A new study has shown that UK police are 37 times more likely to stop and search a black person than a white person. The study said the fact that arrest rates are similar for black and white Britons raises questions about how police use power.
The Guardian reports that the recent study by the Human rights group, The Equality and Human Rights Commission (EHRC), investigated police use of Section 60 stops that empower officers to detain people without suspecting them of any particular crime. The study found that while overall police use of the power has decreased, the police applied the power excessively against ethnic minorities.
The Guardian reports that the EHRC study found that between 2008 and 2010, three quarters of all Section 60 stops in England, about 258,000, were carried out by the Metropolitan Police. Merseyside Police conducted 40,940 Section 60s in the same period.
According to EHRC, between 2008 and 2009, Metropolitan officers stopped 68 out of every 1,000 black people. The study said the number fell to 32.8 per 1,000 between 2010 and 2011.
The report said the worst rates of racially disproportionate stops were outside London. According to the BBC, the study found that an officer in the West Midlands was 28 times more likely to detain a black person under Section 60 than a white person. In the Greater Manchester force the figure was 21 times and in the Met 11 times. A British Transport police officer was 31 times more likely to stop a black person than a white person.
Asian people were 10 times more likely to be stopped and searched. According to the BBC, the study found that the percentage of ethnic minorities stopped and searched under Section 60 rose in the period 2008-11, from 51% to 64%.
Daily Mail reports the study said that nationally, black people were 37 times more likely to be stopped and searched under Section 60 than white people in 2010-11. From 2008 to 2011, the racial disproportionality worsened for the Met and West Midlands forces. Greater Manchester's disproportionality rate in the period 2008-9 was 44.9.
According to Daily Mail, the study also questioned the effectiveness of the searches. The study revealed that between 2008 and 2009, only 2.8 percent of the Section 60 searches resulted in an arrest.
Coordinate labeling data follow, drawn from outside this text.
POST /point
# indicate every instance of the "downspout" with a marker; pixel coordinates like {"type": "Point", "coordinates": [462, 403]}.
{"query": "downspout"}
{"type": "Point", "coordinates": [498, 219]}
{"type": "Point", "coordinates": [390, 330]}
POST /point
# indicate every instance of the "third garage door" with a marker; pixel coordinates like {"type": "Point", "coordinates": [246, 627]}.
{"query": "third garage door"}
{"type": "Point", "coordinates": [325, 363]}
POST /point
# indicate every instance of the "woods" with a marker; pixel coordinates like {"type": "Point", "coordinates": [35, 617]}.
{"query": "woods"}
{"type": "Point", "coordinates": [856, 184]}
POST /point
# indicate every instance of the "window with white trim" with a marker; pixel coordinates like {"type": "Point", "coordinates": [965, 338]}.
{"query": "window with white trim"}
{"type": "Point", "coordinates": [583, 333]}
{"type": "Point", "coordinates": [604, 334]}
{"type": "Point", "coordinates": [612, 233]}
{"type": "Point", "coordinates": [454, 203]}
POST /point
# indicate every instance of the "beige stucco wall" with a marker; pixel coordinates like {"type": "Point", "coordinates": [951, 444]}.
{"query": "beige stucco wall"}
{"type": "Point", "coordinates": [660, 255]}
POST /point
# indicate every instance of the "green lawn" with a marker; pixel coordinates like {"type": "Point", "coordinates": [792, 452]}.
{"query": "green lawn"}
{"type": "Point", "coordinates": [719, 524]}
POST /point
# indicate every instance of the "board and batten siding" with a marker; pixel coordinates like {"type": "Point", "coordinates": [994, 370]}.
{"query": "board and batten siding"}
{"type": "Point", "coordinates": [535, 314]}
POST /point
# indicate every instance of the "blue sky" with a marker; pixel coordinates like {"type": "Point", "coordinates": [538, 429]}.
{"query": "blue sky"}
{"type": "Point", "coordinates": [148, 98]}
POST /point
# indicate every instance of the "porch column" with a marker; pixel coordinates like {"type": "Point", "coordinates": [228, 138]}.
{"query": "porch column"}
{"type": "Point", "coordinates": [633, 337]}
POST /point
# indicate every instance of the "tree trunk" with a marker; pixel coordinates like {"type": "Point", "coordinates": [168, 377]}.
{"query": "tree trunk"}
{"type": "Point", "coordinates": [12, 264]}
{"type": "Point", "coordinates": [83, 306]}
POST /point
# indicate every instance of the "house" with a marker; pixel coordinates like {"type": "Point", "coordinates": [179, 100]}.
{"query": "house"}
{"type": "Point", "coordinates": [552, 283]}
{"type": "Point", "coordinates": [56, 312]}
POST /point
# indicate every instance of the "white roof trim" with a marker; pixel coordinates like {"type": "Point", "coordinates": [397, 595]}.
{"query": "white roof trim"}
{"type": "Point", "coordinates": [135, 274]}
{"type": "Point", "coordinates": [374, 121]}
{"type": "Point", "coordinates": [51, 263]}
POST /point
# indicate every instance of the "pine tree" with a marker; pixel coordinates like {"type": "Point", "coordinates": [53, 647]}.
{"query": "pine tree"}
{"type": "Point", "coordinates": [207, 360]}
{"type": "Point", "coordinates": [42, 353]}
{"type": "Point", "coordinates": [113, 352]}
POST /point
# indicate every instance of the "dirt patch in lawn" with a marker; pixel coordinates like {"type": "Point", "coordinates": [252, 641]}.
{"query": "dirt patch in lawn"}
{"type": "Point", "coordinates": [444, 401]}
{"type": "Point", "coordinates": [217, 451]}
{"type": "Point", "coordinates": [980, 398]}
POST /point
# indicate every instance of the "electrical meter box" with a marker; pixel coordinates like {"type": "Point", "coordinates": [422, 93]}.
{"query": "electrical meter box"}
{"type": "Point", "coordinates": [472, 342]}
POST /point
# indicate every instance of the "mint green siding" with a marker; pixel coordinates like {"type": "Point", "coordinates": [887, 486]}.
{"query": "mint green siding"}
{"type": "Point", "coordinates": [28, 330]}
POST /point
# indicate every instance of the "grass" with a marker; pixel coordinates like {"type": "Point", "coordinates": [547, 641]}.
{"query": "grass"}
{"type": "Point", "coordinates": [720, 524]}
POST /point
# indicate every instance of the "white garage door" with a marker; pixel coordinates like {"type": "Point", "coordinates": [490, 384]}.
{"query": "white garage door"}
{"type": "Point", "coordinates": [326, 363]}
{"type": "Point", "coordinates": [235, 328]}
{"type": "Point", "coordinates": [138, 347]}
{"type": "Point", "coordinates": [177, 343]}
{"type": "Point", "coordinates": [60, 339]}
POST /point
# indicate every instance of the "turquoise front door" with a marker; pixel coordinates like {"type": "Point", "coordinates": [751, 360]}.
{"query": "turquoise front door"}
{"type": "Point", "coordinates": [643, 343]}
The figure fell to 2.3 percent between 2010 and 2011.
The Guardian notes that although police officers are required to have "reasonable suspicion" that a person is involved in a criminal action before conducting a search, Section 60 empowers officers to stop and search a person if they fear violence or disorder for any reason.
BBC reports Deputy Commissioner Craig Mackey, said the EHRC report was a "welcome step in further understanding the impact that stop and search can have within our communities". He said: "Chief officers support the use of stop and search as these powers are critical in our efforts to tackle knife, gun and gang crimes."
EHRC, however, said the police may be breaching the legal requirement of their duties known as the public-sector equality duty that states. The report noted: "Any continuing and serious disproportionate use of these powers against ethnic minorities may indicate that the police and Home Office are not complying with their public-sector duties obligations."
According to Simon Woolley, a spokesman for EHRC, "Black youths are still being disproportionally targeted and without a clear explanation as to why, many in the community will see this as racial profiling. Moreover, police data itself questions the effectiveness of this practise. Some forces are using 200 or 300 stops before arresting an individual over a weapon." Woolley said: "We are encouraged at least that the Met seek to review the practice with a clear objective that avoids the crude measure of racial profiling and focuses on intelligence-led policing."
EHRC has threatened a legal challenge of the Met over allegation of discrimination in its use of the section 60 stop and search power.